店内へのアプローチ。11月から2月までは、このようにイルミネーションに出迎えられる。


CDコーナーのパネル。


CDコーナー。窓辺を飾っているパネル、壁面パネル、CDを飾っているテーブルの脚部全て円がモチーフで、それぞれの形を組み合わせて新たな形を構成している。


オブジェの展示。デンマーク製の陶器類。


オブジェ展示例。


キャンドルの展示。キャンドルもオブジェである。


和食器の展示。日本の南部鉄瓶もここで販売されている。


和漆器の展示。スプーンやフォークは、よく見るとフォルムが日本のものとは少しちがう。

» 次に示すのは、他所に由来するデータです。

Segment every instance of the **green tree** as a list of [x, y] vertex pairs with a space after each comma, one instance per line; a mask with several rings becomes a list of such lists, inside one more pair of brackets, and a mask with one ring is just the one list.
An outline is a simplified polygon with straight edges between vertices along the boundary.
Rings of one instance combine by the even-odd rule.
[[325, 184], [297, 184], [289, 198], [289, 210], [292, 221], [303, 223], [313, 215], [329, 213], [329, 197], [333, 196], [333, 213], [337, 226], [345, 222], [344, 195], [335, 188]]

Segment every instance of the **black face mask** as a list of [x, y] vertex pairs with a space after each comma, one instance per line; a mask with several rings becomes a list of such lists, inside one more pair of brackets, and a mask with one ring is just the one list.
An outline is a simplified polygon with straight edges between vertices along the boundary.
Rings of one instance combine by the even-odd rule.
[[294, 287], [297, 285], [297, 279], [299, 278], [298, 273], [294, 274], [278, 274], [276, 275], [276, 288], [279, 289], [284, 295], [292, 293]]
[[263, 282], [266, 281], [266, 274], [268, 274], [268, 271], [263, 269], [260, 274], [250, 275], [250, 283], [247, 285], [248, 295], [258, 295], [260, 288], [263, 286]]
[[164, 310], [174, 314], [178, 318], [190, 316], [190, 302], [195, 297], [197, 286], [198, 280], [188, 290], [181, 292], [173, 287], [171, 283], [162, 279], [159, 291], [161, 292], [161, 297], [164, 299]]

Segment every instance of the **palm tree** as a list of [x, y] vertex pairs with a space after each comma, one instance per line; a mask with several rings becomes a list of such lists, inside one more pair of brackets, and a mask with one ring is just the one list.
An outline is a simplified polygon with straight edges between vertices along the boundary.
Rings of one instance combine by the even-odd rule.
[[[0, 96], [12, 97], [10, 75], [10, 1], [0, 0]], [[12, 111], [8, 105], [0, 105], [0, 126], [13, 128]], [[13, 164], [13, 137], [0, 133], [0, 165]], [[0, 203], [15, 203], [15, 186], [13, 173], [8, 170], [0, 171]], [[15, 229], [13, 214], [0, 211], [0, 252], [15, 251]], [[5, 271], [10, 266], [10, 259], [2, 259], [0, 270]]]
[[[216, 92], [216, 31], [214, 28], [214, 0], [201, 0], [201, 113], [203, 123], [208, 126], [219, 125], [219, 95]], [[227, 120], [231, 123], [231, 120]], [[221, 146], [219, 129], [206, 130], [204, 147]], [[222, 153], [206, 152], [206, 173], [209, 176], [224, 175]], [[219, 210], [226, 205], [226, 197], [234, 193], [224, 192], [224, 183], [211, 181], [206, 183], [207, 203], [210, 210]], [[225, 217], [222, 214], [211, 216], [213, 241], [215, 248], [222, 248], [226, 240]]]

木製のプレート。北欧のデザインオブジェが人気。ナチュラルな色使いのシンプルなデザインがその理由のよう。


洋服のコーナーの一部。それぞれのコーナーにオブジェの展示もされている。


着物も販売されている。帯はなく、着物と浴衣を合わせたような柄や色合い。


洋服のディスプレイ。




■ 10 Corso Como(ディエチ コルソ コモ)

コルソ ガルバルディからガルバルディ駅に続く付近一帯は、ミラノの中でもお洒落なショップが多く、今注目されている地域である。その中でもこのお店は別格。おそらくミラノ市民なら誰もが知っており、旅行客も足を必ず運びたいと言うお店である。ブランド通りであるモンテナポレオーネやスピーガ通りのお店とは全く違った店の構成である。日本でも、コムデギャルソンの川久保玲とコラボレートして東京にも進出しており、その名前を聞いた方も多いのでは・・・。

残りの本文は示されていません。